Sonnets, as has been proved on this list many a time, can be written in
modern language and style very effectively.
Why bother to rehash the Wordsworth/Coleridge era? Let's do some twentyfirst
century stuff. While I enjoy the nineteenth century poets, I think poems
posted here for criticism should not be so archaic.
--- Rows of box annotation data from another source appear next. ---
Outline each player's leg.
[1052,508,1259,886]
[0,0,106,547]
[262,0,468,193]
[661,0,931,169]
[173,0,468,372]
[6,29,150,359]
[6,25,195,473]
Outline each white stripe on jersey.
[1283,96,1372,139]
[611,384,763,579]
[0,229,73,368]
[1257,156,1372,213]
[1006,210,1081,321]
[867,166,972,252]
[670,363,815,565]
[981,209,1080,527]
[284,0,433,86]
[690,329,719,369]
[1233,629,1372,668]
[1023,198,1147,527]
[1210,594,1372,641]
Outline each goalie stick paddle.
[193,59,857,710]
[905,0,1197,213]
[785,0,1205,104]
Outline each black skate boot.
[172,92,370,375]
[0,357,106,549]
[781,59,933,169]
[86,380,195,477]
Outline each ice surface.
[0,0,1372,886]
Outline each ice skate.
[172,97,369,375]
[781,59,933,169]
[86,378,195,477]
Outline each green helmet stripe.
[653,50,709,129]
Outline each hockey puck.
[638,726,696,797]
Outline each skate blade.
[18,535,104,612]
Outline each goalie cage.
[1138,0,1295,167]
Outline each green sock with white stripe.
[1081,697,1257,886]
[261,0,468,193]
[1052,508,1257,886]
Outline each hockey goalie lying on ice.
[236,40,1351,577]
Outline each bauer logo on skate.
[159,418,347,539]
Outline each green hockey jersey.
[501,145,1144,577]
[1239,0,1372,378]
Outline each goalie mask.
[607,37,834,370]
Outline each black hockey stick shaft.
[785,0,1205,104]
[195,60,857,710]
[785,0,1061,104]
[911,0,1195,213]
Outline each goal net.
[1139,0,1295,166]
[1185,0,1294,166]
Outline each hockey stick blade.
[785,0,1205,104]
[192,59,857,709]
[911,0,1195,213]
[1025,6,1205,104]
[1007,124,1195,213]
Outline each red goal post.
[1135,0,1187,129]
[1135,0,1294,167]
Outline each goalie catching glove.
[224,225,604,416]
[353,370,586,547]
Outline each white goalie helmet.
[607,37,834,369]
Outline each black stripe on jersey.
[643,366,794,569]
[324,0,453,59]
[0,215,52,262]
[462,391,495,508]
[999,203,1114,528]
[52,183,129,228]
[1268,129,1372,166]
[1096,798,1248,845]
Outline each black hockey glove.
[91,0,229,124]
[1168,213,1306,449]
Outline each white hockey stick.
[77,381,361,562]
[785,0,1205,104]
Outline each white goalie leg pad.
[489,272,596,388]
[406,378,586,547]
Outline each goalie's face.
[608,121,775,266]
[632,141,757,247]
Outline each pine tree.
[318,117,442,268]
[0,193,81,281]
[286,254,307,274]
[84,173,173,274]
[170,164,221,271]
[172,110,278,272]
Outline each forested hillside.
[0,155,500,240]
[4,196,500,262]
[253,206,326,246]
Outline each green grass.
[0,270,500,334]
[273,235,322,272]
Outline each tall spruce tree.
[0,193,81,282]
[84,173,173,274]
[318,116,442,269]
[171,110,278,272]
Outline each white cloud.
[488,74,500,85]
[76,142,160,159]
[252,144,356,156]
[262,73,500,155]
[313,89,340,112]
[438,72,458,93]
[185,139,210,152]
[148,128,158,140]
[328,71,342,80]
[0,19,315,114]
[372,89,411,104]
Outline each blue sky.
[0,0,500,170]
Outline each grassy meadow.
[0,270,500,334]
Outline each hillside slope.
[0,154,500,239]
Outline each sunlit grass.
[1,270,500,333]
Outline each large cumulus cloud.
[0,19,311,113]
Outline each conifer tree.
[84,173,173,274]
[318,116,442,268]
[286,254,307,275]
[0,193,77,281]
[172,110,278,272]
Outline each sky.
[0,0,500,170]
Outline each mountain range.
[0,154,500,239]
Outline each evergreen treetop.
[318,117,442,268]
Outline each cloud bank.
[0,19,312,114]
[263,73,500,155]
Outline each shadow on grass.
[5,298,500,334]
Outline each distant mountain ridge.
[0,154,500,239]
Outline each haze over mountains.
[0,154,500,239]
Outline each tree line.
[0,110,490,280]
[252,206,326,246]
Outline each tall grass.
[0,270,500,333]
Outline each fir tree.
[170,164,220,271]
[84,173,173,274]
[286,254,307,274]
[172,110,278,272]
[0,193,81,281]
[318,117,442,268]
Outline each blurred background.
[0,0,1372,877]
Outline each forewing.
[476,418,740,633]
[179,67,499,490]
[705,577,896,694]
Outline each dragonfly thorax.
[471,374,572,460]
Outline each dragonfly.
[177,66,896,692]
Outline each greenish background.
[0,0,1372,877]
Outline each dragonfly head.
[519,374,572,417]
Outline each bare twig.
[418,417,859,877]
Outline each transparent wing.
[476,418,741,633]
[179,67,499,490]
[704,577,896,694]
I'd better stop now as my prejudices are showing.
Roger.
----- Original Message -----
From: "LaPoetessa" <[log in to unmask]>
To: <[log in to unmask]>
Sent: Friday, April 18, 2003 11:15 PM
Subject: Songs of Love - Petrarchan Sonnet
> Hello, I'm new to the list so thought I would jump right in and post a
> sonnet. I came across this list quite by chance this evening.
>
> I have been a member of JISC for a number of years but mainly through my
> work at a University in the Northwest. I do believe it used to be known
as
> MailBase but I may be wrong?
>
> Well that's enough of my wild ramblings...on to the sonnet...
>
> Songs of Love - Petrarchan Sonnet
>
> Pray tell - if songs of love in rhyme can please,
> and should we all be lost in sandune's dust
> like thoughts in time, who then will write of lust?
> In making haste, words fail and yet words tease.
>
> What fools are we, to bend the form for ease
> of fit? In tempered pattern's cut and thrust,
> like pitchers placed where swords and daggers rust,
> in life it can be so, for words can freeze.
>
> In songs of love we write in rhyme to sway
> the heart. If sung in time, for words are songs
> of love as Muses too have loves to hold.
>
> We think it game to scoff at other's ways
> and yet in time they will forgive our wrongs,
> as Zephyrs blow and speak in words untold.